Note: CacheMiddleware is no longer used in Pylons 1.0. Instead, app_globals creates the cache as an attribute, and a line in environment.py aliases pylons.cache to it.
Surprise! PylonsApp is itself middleware. Its .__call__() method does:
self.setup_app_env(environ, start_response) controller = self.resolve(environ, start_response) response = self.dispatch(controller, environ, start_response) return response
.setup_app_env() registers all those special globals.
.resolve() calculates the controller class based on the route chosen by the RoutesMiddleware, and returns the controller class.
.dispatch instantiates the controller class and calls in the WSGI manner. If the controller does not exist (.resolve() returned None), raise an Exception that tells you what controller did not have any content.
This method also handles the special URL “/_test_vars”, which is enabled if the application is running under a Nose test. This URL initializes Pylons’ special globals, for tests that have to access them before making a regular request.
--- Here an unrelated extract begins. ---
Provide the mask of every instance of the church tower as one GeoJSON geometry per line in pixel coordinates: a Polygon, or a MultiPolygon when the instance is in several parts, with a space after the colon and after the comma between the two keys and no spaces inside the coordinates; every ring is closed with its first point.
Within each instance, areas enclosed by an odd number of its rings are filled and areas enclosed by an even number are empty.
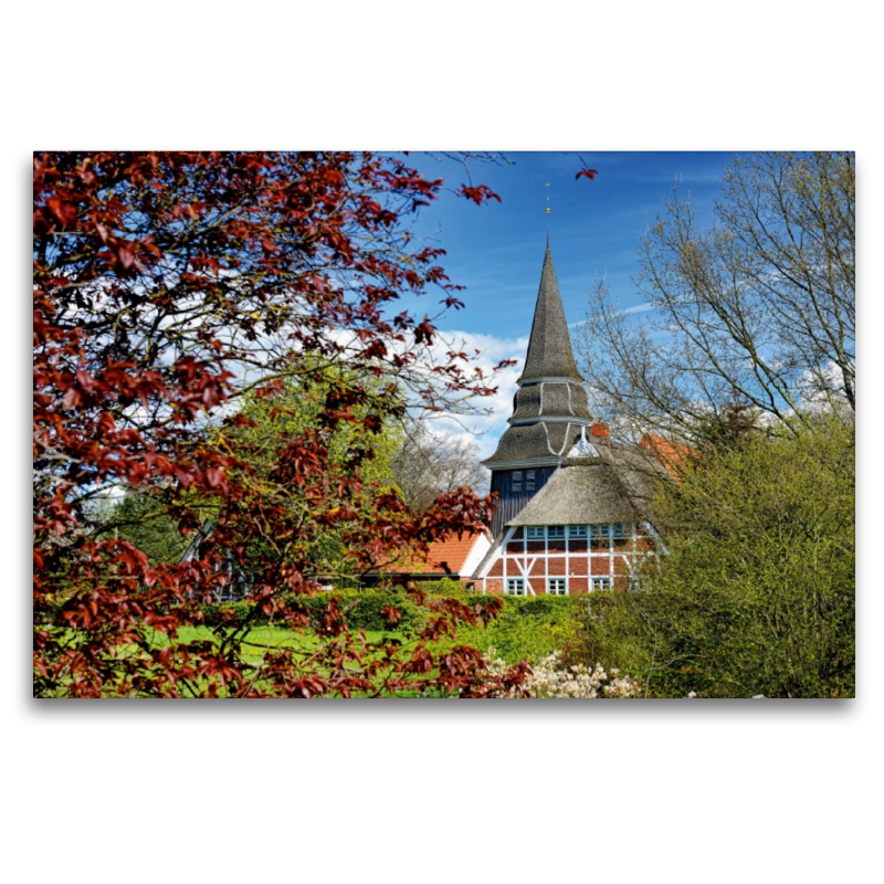
{"type": "Polygon", "coordinates": [[[534,308],[525,369],[518,379],[509,427],[497,451],[484,461],[497,511],[491,524],[495,540],[568,456],[589,444],[592,423],[582,378],[571,350],[568,323],[547,239],[540,290],[534,308]]]}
analysis.controllers.main.MainController does not have a .\_\_call\_\_() method, so control falls to its parent, analysis.lib.base.BaseController. This trivially calls the grandparent, pylons.controllers.WSGIController. It calls the action method MainController.page2(). The action method may have any number of positional arguments as long as they correspond to variables in the routing match dict. (GET/POST variables are in the request.params dict.) If the method has a \*\*kwargs argument, all other match variables are put there. Any variables passed to the action method are also put on the tmpl_context object as attributes. If an action method name starts with “_”, it’s private and HTTPNotFound is raised.
If the controller has .__before__() and/or .__after__() methods, they are called before and after the action, respectively. These can perform authorization, lock OS resources, etc. These methods can have arguments in the same manner as the action method. However, if the code is used by all controllers, most Pylons programmers prefer to it in the base controller’s .\_\_call\_\_ method instead.
The action method returns a string, unicode, Response object, or is a generator of strings. In this trivial case it returns a string. A typical Pylons action would set some tmpl_context attributes and ‘return render(‘/some/template.html”)’ . In either case the global response object’s body would be set to the string.
WSGIController.\_\_call\_\_() continues, converting the Response object to an appropriate WSGI return value. (First it calls the start_response callback to specify the HTTP headers, then it returns an iteration of strings. The Response object converts unicode to utf-8 encoded strings, or whatever encoding you’ve specified in the config file.)
The stack of middleware calls unwinds, each modifying the return value and headers if it desires.
The server receives the final return value. (We’re way back in paste.httpserver.WSGIHandlerMixin.wsgi_execute() now.) The outermost middleware has called back to server.start_response(), which has saved the status and HTTP headers in .wsgi_curr_headers. .wsgi_execute() then iterates the application’s return value, calling .wsgi_write_chunk(chunk) for each encoded string yielded. .wsgi_write_chunk('') formats the status and HTTP headers and sends them on the socket if they haven’t been sent yet, then sends the chunk. The convoluted header behavior here is mandated by the WSGI spec.
Control returns to BaseHTTPRequestHandler.handle(). .close_connection is true so this method returns. The call stack continues unwinding all the way to paste.httpserver.ThreadPoolMixIn.process_request_in_thread(). This tries to finish the request first and then close it unless it finds errors in it to end raising an Exception.
The request lambda finishes and control returns to ThreadPool.worker_thread_callback(). It waits for another request in the thread queue. If the next item in the queue is the shutdown sentinel value, thread #2 dies.
Thus endeth our request’s long journey, and this analysis is finished too.